The U.S. Equal Employment Opportunity Commission has settled a lawsuit against Stan Koch & Sons Trucking, Inc. The EEOC filed a lawsuit alleging that Koch refused to rehire one of its former employees because she previously filed an EEOC Charge against the company. In her previous charge, the former employee alleged that Koch discriminated against women because it used a strength test to screen for truck drivers. The EEOC’s lawsuit claimed that after this charge, Koch refused to allow the former employee to apply for re-employment, solely because of the previous charge of discrimination. Retaliating against an employee (or former employee) because they filed an EEOC Charge is a violation of Title VII of the Civil Rights Act of 1964. See EEOC v.

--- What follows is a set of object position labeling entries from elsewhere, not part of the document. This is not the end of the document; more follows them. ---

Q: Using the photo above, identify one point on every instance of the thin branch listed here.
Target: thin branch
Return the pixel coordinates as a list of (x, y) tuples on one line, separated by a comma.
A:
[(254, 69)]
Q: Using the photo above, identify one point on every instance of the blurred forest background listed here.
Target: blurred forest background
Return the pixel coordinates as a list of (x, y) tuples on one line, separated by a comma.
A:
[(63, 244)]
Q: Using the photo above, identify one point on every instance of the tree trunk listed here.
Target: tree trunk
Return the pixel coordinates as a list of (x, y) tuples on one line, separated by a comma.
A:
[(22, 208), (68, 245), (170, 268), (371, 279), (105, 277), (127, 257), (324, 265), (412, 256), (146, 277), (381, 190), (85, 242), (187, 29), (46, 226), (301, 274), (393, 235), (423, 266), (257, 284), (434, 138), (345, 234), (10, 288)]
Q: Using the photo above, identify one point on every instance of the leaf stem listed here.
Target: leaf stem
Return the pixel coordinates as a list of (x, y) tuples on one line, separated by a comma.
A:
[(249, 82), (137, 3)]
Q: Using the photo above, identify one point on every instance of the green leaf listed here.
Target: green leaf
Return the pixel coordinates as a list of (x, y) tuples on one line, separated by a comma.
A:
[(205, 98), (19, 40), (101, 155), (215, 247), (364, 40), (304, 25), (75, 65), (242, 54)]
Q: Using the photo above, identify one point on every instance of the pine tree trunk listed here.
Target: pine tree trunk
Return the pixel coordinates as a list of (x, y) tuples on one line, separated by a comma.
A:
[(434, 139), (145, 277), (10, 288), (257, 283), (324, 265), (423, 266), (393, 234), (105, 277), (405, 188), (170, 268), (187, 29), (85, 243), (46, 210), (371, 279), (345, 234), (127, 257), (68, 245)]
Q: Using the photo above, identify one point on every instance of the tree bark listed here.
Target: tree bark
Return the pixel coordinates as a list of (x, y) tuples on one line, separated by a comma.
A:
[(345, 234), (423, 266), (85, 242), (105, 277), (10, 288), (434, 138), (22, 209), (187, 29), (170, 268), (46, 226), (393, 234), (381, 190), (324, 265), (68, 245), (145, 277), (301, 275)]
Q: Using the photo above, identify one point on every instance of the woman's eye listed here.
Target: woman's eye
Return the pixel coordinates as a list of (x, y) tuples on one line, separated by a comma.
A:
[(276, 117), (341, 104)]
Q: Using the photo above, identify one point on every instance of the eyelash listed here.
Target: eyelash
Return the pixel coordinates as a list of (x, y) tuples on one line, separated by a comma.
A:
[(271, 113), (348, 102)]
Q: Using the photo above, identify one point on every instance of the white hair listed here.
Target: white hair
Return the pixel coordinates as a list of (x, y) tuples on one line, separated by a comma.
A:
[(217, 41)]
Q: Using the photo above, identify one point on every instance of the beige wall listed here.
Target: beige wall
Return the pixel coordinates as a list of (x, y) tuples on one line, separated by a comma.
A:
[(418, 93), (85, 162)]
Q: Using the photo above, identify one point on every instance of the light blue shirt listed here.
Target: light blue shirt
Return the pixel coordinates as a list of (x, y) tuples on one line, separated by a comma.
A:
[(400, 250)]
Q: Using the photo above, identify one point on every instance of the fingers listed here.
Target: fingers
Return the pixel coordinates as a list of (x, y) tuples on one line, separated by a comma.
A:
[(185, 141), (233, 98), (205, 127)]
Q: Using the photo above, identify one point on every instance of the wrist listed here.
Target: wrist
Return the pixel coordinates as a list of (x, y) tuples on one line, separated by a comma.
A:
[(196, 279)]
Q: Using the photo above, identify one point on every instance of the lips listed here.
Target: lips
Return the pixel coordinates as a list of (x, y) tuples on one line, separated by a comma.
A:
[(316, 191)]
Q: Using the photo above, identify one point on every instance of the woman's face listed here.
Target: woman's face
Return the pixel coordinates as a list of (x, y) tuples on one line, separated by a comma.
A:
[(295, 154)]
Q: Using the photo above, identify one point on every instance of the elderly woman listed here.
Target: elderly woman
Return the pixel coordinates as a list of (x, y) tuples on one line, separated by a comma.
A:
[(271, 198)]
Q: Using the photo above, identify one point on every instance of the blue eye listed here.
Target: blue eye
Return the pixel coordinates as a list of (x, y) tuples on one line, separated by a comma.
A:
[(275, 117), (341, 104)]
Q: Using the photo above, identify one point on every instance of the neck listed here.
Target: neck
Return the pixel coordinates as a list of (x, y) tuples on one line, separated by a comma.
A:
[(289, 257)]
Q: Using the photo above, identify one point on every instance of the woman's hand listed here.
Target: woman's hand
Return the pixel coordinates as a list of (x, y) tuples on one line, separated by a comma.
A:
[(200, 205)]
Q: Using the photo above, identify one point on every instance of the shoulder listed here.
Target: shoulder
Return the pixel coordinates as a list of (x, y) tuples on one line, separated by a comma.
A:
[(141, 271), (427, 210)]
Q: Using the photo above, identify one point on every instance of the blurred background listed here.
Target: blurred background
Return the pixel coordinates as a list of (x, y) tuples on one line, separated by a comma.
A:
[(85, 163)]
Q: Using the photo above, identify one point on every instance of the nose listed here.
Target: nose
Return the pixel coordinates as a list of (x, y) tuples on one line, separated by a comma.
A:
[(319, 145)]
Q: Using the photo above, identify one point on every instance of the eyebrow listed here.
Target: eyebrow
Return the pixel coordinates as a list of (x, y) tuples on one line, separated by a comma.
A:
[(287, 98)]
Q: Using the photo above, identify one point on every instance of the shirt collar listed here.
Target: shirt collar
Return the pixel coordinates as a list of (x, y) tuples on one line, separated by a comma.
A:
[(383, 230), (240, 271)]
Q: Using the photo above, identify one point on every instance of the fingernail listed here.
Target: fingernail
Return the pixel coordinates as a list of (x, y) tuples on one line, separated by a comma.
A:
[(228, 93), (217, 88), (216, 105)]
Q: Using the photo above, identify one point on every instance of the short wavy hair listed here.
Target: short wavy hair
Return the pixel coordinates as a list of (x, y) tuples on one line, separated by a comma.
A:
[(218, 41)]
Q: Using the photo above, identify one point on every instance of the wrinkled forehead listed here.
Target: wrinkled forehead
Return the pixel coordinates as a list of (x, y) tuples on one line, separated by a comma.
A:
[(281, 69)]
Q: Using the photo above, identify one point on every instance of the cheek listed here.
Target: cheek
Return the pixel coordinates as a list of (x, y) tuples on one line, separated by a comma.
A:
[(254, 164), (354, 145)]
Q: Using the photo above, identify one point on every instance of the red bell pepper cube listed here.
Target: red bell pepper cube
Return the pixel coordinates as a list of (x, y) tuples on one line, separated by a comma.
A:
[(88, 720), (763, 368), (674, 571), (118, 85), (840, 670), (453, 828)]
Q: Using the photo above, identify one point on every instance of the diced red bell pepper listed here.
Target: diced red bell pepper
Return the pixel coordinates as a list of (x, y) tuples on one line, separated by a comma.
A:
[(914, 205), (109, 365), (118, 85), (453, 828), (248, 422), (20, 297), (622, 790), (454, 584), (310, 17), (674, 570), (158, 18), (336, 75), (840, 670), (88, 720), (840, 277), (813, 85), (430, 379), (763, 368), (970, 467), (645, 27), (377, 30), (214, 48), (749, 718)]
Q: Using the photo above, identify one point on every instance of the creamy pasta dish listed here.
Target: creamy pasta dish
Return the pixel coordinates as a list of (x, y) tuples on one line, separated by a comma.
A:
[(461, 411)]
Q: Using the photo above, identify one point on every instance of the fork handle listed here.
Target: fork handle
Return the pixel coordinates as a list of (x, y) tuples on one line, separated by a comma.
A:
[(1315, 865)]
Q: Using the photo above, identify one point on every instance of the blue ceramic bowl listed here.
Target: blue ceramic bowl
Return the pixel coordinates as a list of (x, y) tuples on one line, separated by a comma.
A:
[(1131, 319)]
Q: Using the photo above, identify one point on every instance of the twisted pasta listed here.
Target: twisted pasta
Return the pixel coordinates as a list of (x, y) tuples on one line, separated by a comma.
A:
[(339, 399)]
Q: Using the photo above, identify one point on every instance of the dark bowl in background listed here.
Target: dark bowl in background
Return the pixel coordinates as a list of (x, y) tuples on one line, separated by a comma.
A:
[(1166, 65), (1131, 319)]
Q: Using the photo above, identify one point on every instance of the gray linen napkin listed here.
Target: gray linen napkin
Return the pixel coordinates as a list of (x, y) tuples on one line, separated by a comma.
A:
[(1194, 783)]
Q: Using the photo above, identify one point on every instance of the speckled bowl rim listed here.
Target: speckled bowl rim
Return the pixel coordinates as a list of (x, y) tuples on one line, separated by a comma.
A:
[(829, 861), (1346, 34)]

Stan Koch & Sons Trucking, Inc., No. 19-cv-1371 (D. Minn.).
EEOC Contends Employers Must Supply Sign Language Interpreters to Deaf Applicants Interviewing for a Job
The U.S. Equal Employment Opportunity Commission recently settled a lawsuit against a technology business service company, Conduent Business Services, LLC, after the EEOC alleged that the company discriminated against a prospective employee due to a disability. The EEOC’s lawsuit claims that Conduent refused to interview (and hire) a prospective employee who was qualified for the potential job because he was deaf. He applied for a job with Conduent as a corporate development associate, and Conduent initially showed interest in interviewing him, but then chose not to consider the application after the prospective employee’s job recruitment firm informed Conduent that the prospective employee would need an American Sign Language interpreter. The EEOC contends that employers must provide interpreters to deaf applicants when they interview for a job. The alleged conduct is a violation of the Americans with Disabilities Act. This law makes it illegal to discriminate against employees and applicants because of a disability. See EEOC v. Conduent Business Services, LLC, No. 2:19-cv-1854 (D.N.J.).
The U.S. Equal Employment Opportunity recently settled a lawsuit against a company for allegedly discriminating against an employee due to her disability. The EEOC’s lawsuit claimed that the employee suffered from epilepsy. The employee suffered a seizure at home after work and called to ask her supervisor for two days off of work to recover from the seizure. When she returned to work, the company fired the employee and told her that she was fired because her absences occurred during her probationary period. This alleged conduct is a violation of the Americans with Disabilities Act, which prohibits discrimination against employees due to a disability. See EEOC v. PML Services, LLC, No. 3:18-cv-00805 (W.D. Wis.).
The U.S. Equal Employment Opportunity Commission recently settled a lawsuit against a company allegedly making discriminatory wage payments. The EEOC’s lawsuit alleged that Covenant had paid one of its female business intelligence developers a lower salary than it paid to two male employees who performed the same work and held the same position as the female employee. This alleged conduct is a violation of Title VII of the Civil Rights Act of 1964, which prohibits paying less to employees because of their sex when they perform the same or equal work. See EEOC v. Covenant HealthCare, No. 2:20-cv-10662 (E.D. Mich.).